Prove that $C(D^n) \cong D^{n+1},$ where $C(D^n)$ represents the cone of $D^n.$
What I know is that $C(D^n) = \frac {D^n \times I} {D^n \times \{1\}}.$ I want to find an onto map $f : D^n \times I \longrightarrow D^{n+1}$ whose set of fibres is precisely $\frac {D^n \times I} {D^n \times \{1\}}.$ But I couldn't able to find such a function. Can anybody help me finding such a function?
Thanks!
EDIT $:$ I thought that the map
$$(x,t) \longmapsto \left ((1-t)x, (1-t) \sqrt {1 - \|x\|^2} \right )$$
would work but the only problem is that the map is not onto.
This is intuitively clear, but to write down an explicit homeomorphism is not trivial. We shall do it in two steps.
Let $D^{n+1}_+ = \{(x_1,\ldots, x_{n+1}) \in D^{n+1} \mid x_{n+1} \ge 0\}$ be the closed upper half of $D^{n+1}$. We define a homeomorphism $h : C(D^n) \to D^{n+1}_+$ by identifying the disk $D^n \times \{t\}$ with the disk $D^n_t = \{(x_1,\ldots, x_{n+1}) \in D^{n+1} \mid x_{n+1} = t\}$ and the tip of $C(D^n)$ with the north pole $N = (0,\ldots,0,1)$ of $D^{n+1}$.
More precisely we define $$\phi : D^n \times I \to D^{n+1}_+, \phi(x,t) = (\sqrt{1 - t^2} x,t).$$ This is well-defined because $\lVert (\sqrt{1 - t^2} x,t) \rVert^2 = (1-t^2)\lVert x \rVert^2 + t^2 \le 1- t^2 + t^2 = 1$. The fibers are $\phi^{-1}(N) = D^n \times \{1\}$ and $\phi^{-1}(y,t) = \{(\frac{y}{\sqrt{1 - t^2}},t)\}$ for $(y,t) \ne N$. Note that $\lVert y \rVert^2 + t^2 = \lVert (y,t) \rVert^2 \le 1$, thus $\lVert \frac{y}{\sqrt{1 - t^2}}\rVert \le 1$. i.e. $\frac{y}{\sqrt{1 - t^2}} \in D^n$.
This shows that $\phi$ is onto and induces a homeomorphism $h : C(D^n) \to D^{n+1}_+$.
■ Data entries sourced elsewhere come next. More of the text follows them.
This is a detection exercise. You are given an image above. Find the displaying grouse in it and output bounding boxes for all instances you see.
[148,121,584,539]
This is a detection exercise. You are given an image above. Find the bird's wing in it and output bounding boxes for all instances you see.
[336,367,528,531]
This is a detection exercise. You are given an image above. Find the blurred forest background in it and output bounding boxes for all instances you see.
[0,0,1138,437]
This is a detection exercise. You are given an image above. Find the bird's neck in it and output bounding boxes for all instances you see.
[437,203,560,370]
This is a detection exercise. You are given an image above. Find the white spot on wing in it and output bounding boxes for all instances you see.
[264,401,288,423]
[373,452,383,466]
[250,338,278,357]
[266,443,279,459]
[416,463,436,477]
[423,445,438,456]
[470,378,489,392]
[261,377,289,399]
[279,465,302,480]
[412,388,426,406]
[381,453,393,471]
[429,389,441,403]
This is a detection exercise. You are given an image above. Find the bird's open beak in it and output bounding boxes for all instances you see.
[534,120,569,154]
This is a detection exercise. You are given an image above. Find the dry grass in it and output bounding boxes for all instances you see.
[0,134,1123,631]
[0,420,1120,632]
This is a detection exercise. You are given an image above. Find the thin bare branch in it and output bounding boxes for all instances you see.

Next we identify $D^{n+1}_+$ with $D^{n+1}$ by stretching the line segments $L_x$ connecting $(x,0) \in D^n \times \{0\}$ with $(x,\sqrt{1- \lVert x \rVert^2}) \in S^n$ linearly to the line segments $L'_x$ connecting $(x,-\sqrt{1- \lVert x \rVert^2})$ with $(x,\sqrt{1- \lVert x \rVert^2})$.
More precisely we define $$g : D^{n+1}_+ \to D^{n+1}, g(x, t) = (x,2t -\sqrt{1- \lVert x \rVert^2}) .$$ This is well-defined because for $(x,t) \in D^{n+1}_+$ we have $0 \le t$ and $\lVert x \rVert^2 + t^2 \le 1$, hence $0 \le t \le \sqrt{1- \lVert x \rVert^2}$ which implies that $-\sqrt{1- \lVert x \rVert^2} \le 2t - \sqrt{1- \lVert x \rVert^2} \le \sqrt{1- \lVert x \rVert^2}$ and therefore $$\lVert g(x,t) \rVert^2 = \lVert x \rVert^2 + (2t -\sqrt{1- \lVert x \rVert^2})^2 \le \lVert x \rVert^2 + 1 - \lVert x \rVert^2 = 1 .$$ $g$ is injective: If $g(x,t) = g(x',t')$, we get $x = x'$ and $2t -\sqrt{1- \lVert x \rVert^2} = 2t' -\sqrt{1- \lVert x' \rVert^2} = 2t' -\sqrt{1- \lVert x \rVert^2}$, i.e. $t = t'$.
$g$ is surjective: Given $(x,s) \in D^{n+1}$, we have $\lVert x \rVert^2 + s^2 \le 1$, thus $-\sqrt{1- \lVert x \rVert^2} \le s \le \sqrt{1- \lVert x \rVert^2}$. Defining $t = \frac{s + \sqrt{1- \lVert x \rVert^2}}{2}$ we get $0 \le t \le \sqrt{1- \lVert x \rVert^2}$, thus $(x,t) \in D^{n+1}_+$ and $g(x,t)= (x,s)$.
Therefore $g$ is a homeomorphism.
If you want, you can explicitly write down $g \circ \phi : D^n \times I \to D^{n+1} $ which induces the desired homeomorphism $C(D^n) \to D^{n+1}$.